Intervention de Huguette Bello

Séance en hémicycle du jeudi 8 mars 2018 à 9h30
Lutte contre la précarité professionnelle des femmes — Présentation

Photo issue du site de l'Assemblée nationale ou de WikipediaHuguette Bello, rapporteure de la commission des affaires sociales :

Monsieur le président, monsieur le secrétaire d'État chargé des relations avec le Parlement, madame la présidente de la commission des affaires sociales, mes chers collègues, 129e sur 144 : voilà la triste place occupée par la France, berceau de l'égalité et patrie d'Olympe de Gouges, en matière d'égalité salariale. Cette situation consternante se traduit par une rémunération des femmes inférieure en moyenne de 25,7 % à celle des hommes.

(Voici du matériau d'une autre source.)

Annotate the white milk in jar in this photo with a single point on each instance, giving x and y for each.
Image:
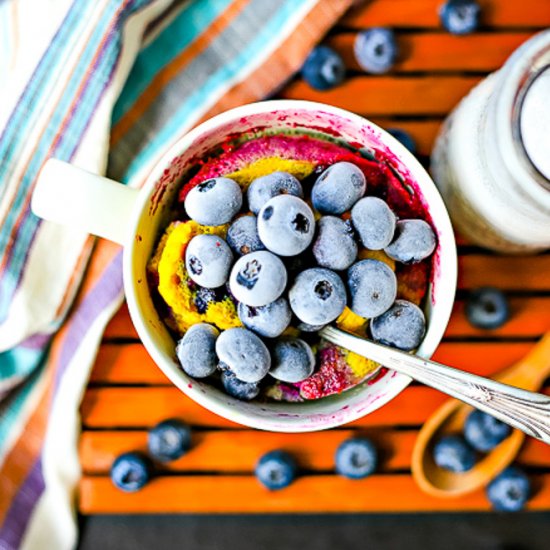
(491, 160)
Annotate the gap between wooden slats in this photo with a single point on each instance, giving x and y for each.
(320, 493)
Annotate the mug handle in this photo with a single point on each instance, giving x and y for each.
(74, 197)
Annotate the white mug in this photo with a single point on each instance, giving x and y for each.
(134, 219)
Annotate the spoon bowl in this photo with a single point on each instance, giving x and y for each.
(529, 373)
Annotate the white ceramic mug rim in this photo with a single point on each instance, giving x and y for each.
(399, 382)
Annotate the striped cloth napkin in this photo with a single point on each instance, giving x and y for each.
(107, 85)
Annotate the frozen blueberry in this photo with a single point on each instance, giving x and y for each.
(334, 246)
(169, 440)
(208, 260)
(404, 138)
(246, 356)
(196, 351)
(510, 490)
(374, 222)
(131, 471)
(454, 454)
(266, 187)
(276, 470)
(214, 201)
(286, 225)
(269, 321)
(376, 50)
(402, 326)
(245, 391)
(373, 288)
(293, 360)
(460, 16)
(318, 296)
(338, 188)
(413, 241)
(242, 236)
(484, 432)
(487, 308)
(324, 68)
(356, 458)
(258, 279)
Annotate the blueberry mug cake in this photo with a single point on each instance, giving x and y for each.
(276, 235)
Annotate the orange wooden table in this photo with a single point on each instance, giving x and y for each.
(128, 394)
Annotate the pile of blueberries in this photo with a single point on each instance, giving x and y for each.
(278, 261)
(511, 489)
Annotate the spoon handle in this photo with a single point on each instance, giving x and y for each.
(522, 409)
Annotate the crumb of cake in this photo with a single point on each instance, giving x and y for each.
(264, 166)
(380, 255)
(174, 284)
(351, 322)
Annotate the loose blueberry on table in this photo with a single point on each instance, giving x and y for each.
(169, 440)
(484, 432)
(487, 308)
(376, 50)
(324, 68)
(270, 250)
(131, 471)
(356, 458)
(510, 490)
(276, 470)
(460, 16)
(453, 453)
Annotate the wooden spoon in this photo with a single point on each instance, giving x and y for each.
(529, 373)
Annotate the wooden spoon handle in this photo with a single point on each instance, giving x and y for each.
(522, 409)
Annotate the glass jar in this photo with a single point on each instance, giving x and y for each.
(491, 160)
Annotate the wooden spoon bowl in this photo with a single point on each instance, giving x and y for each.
(529, 374)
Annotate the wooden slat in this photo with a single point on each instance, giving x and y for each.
(145, 407)
(131, 364)
(120, 325)
(243, 494)
(238, 451)
(423, 132)
(441, 51)
(424, 13)
(528, 317)
(506, 272)
(126, 364)
(389, 96)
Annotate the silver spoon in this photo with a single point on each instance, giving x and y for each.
(521, 409)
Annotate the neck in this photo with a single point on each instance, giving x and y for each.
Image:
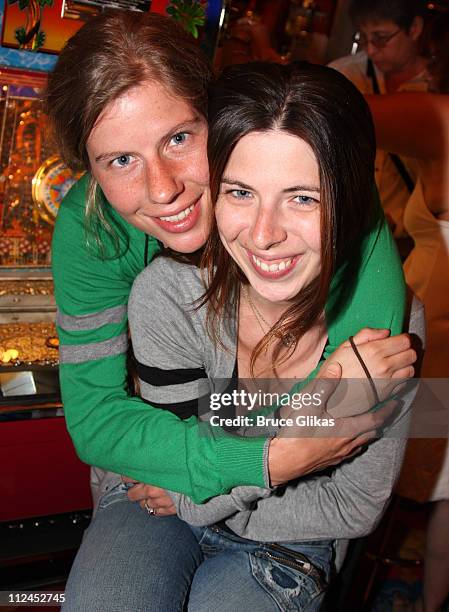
(394, 80)
(272, 311)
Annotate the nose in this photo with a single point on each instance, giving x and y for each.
(267, 230)
(370, 50)
(164, 184)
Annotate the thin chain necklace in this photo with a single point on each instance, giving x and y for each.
(286, 339)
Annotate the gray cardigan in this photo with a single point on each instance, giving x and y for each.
(346, 502)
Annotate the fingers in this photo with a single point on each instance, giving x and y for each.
(369, 334)
(127, 479)
(157, 510)
(399, 361)
(393, 345)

Trois grandes séries de facteurs sont avancées pour expliquer un tel écart. Tout d'abord, ceux liés aux choix des filières de formation et aux métiers, ainsi qu'aux clichés qui s'y associent. Bien qu'elles soient majoritaires dans les études supérieures – 60 % en master, par exemple – les jeunes filles sont paradoxalement minoritaires au sein des filières sélectives ou scientifiques, qui sont aussi les plus rémunératrices. Le constat d'inégalités formées dès l'orientation et non durant le déroulement de carrière s'impose donc.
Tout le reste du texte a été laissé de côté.